Dr Ruangsit knows all too well the dangers of long-term abuse of this powerful stimulant, which was first manufactured and used on a massive scale by the Nazi war machine to fuel its blitzkrieg attacks across Europe during World War II.
A low point for the Kingdom came back in the late 1990s, when hardly a day went by without reports of a meth-crazed lunatic holding somebody hostage at knifepoint, threatening to commit suicide or engaging in some other kind of insane or irrational behavior. The reason for this epidemic abuse: the price of ya bah pills smuggled in from Myanmar had fallen extremely low levels; so low that farmers were actually feeding them to buffalo to get them to work harder, according to some media reports.
So bad was the situation that public support was strong in early 2003 for Thaksin Shinawatra’s infamous War On Drugs.
That was until a wave of unexplained murders, thought by many to have been government-ordered extrajudicial killings waged under the banner of the War on Drugs, started to take place across the country and brought Thailand deservedly harsh international criticism from human rights groups.
One notable casualty here in Phuket was a four-year-old girl named Benz who was shot in the shoulder in a restaurant near Suan Luang (Rama IX, also known as King’s Park). As in many of the incidents at the time, the two shooters arrived together by motorbike during government work hours – and the case was never solved.

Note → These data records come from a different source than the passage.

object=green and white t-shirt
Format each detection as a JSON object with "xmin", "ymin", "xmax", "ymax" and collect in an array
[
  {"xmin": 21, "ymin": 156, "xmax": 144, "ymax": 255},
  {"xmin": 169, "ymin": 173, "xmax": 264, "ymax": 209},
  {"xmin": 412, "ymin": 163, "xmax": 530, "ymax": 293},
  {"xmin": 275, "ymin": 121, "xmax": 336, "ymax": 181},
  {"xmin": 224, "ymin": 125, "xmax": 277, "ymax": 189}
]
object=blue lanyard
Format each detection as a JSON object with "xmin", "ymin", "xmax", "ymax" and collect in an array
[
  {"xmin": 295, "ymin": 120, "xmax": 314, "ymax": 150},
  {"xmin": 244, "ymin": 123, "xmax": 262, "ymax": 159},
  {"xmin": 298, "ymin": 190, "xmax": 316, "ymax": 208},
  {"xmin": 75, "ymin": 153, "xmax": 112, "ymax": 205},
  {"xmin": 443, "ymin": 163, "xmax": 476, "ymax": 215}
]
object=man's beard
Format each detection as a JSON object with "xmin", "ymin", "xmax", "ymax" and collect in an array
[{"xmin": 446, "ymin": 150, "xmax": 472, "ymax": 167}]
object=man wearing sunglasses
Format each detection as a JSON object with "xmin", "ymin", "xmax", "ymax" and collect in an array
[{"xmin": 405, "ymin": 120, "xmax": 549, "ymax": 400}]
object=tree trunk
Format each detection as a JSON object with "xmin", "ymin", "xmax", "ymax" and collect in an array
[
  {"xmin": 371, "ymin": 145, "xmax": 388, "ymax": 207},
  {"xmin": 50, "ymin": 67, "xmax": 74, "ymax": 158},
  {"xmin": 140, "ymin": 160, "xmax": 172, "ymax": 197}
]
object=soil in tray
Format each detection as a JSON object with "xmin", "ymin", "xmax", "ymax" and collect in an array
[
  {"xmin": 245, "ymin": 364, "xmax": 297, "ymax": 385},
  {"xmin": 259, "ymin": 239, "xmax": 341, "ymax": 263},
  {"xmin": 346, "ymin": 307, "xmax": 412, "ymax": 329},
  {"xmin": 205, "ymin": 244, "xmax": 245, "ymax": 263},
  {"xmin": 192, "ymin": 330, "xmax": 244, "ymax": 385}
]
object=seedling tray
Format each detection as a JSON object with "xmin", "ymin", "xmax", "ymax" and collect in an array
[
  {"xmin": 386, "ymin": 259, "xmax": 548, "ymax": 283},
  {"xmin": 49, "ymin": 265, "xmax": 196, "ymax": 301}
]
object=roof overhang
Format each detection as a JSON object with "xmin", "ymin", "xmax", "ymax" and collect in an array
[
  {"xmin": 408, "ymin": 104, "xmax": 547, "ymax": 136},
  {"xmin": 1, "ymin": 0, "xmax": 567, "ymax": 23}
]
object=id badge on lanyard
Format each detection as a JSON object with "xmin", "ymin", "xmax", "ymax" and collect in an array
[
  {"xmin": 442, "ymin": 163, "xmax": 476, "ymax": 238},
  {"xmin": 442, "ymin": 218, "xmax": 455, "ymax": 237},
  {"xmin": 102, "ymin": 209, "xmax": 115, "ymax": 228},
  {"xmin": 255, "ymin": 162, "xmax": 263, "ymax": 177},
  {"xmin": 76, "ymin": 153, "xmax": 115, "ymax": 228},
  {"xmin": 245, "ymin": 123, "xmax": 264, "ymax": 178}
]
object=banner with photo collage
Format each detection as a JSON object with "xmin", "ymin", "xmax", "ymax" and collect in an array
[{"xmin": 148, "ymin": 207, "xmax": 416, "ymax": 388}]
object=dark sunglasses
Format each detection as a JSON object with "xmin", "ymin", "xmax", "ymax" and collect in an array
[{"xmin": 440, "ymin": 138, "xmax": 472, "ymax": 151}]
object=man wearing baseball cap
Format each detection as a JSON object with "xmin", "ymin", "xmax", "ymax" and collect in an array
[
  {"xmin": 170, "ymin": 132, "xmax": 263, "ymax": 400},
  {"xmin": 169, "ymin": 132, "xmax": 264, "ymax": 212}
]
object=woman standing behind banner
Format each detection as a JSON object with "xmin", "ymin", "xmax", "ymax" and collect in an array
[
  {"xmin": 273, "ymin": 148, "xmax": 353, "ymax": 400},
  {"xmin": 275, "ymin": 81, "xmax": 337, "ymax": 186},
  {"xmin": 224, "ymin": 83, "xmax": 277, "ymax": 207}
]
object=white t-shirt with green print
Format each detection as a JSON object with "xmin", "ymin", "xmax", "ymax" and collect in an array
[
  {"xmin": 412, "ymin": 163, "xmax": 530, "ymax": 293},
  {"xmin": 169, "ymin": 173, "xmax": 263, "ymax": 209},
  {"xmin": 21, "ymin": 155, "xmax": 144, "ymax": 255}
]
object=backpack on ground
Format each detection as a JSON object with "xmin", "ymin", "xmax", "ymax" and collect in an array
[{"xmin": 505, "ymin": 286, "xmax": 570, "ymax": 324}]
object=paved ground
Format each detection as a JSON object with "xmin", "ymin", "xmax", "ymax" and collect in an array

Since that time, the meth-buse problem has persisted, though easier-to-conceal and more powerful crystal meth has to a large extent replaced ya bah pills, at least according to monthly seizure reports released by police.
As Dr Ruangsit wisely states, the only way to really end Thailand’s entrenched meth epidemic is to keep youngsters from ever trying the highly addictive substance in the first place. Threats of criminal punishment are seldom effective deterrents for curious youths, especially here in Thailand where they learn from an early age that much of what they are told by authorities can be taken with a grain of salt.
Youths need to be taught that meth, like other abused substances, has a built-in payback effect and that there are no “free rides” in nature.
The best people to explain this to them are not police, but people who have overcome meth addiction themselves.